Sonuç olarak, faşist düşüncenin yıkılması ve toplumsal eşitliğin sağlanması, halkın aktif katılımını ve toplumsal hareketlerin gücünü gerektirir. Felsefi düşünceler, bu süreci anlamamıza yardımcı olabilir, ancak asıl dönüşüm, halkın, toplumsal yapıları ve geleneksel kolektifleşmeyi sorgulayan eylemlerle mümkündür. Bu dönüşüm, yalnızca ekonomik eşitsizliğin ortadan kaldırılmasıyla değil, aynı zamanda kimlik temelli eşitsizliklerin sona erdirilmesiyle sağlanacaktır. Bu, daha özgür, eşit ve adil bir toplum düzeninin inşa edilmesinin yolunu açacaktır.
DİPNOTLAR
1. Rancière Jacques. Emansipasyona Dair Seyirci (The Emancipated Spectator), Çev. Tuncer Çetin, Metis Yayınları, 2009, s. 60-85
2.* Rancière Jacques. Siyasalın Kıyısında. Çev. Aziz Ufuk Kılıç. İstanbul: Metis Yayınları, 2007, s 60-65.
Age. çevirmen “Communauté,” kavramını ‘cemaat’ olarak çevirmişse de Rancière’in kitabı ve felsefi düşüncelerinin bütününden hareketle ‘geleneksel topluluk’ olarak çevirmek ve metin boyunca da böyle bahsetmenin daha doğru bir kullanım olacağına karar verdim.
3.Marx Karl. Kapital (Das Kapital), Çev. Şerif Mardin, Varlık Yayınları, 1968, s. 205-230.
4.** interesse, inter arada, esse: olmak, varlık, (ç.n.)

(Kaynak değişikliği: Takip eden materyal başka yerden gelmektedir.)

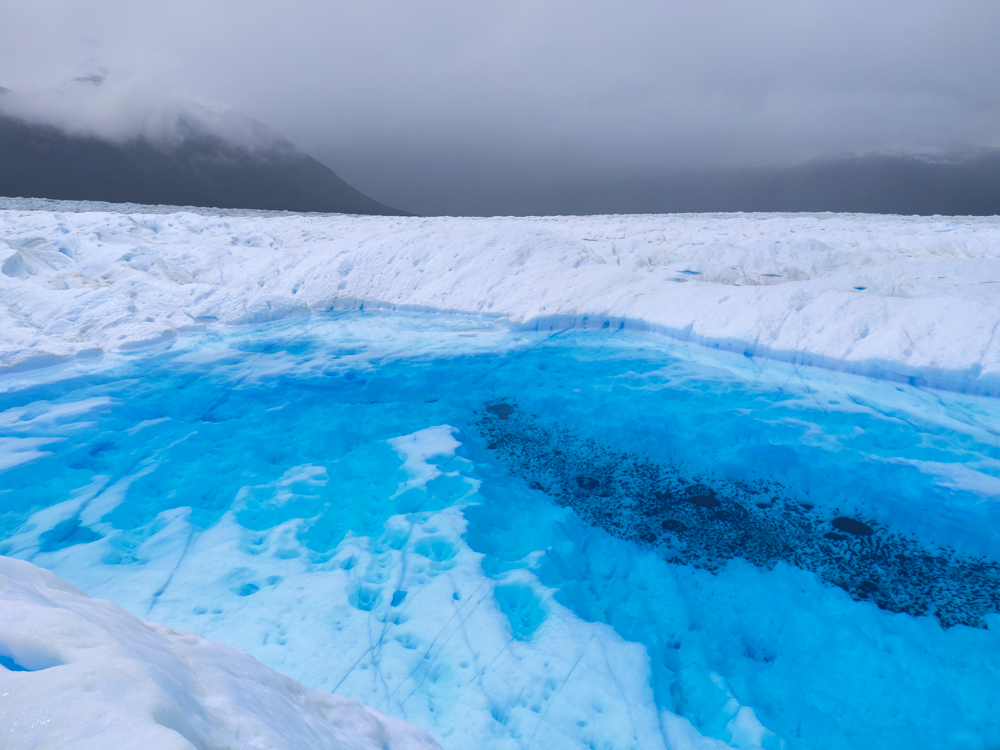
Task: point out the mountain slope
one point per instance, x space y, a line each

5. Arendt Hannah. İnsan Durumu (The Human Condition), Çev. Ömer Demir, İthaki Yayınları, 2005, s. 115-130
6. Arendt Hannah. İnsan Durumu (The Human Condition), Çev. Ömer Demir, İthaki Yayınları, 2005, s. 139-151
7. Rancière, Jacques. Çatışma: Politika ve Felsefe (Disagreement: Politics and Philosophy), Çev. Tuncer Çetin, Metis Yayınları, 2005, s. 51-75.
8. Rancière Jacques. Çatışma: Politika ve Felsefe (Disagreement: Politics and Philosophy), Çev. Tuncer Çetin, Metis Yayınları, 2005, s. 25-50.
9. Hegel, Georg Wilhelm Friedrich. Hakkın Felsefesi (The Philosophy of Right), Çev. Sefa Öztürk, Sol Yayınları, 2007, s. 120-145.
10. Merleau-Ponty, Maurice. Algı Fenomenolojisi (Phenomenology of Perception), Çev. Figen Eke, İthaki Yayınları, 2005, s. 38-65.
11. Foucault, Michel. Disiplin ve Ceza: Hapishanenin Doğuşu (Discipline and Punish: The Birth of the Prison), Çev. Kenan Kalkan, Metis Yayınları, 2010, s. 50-75.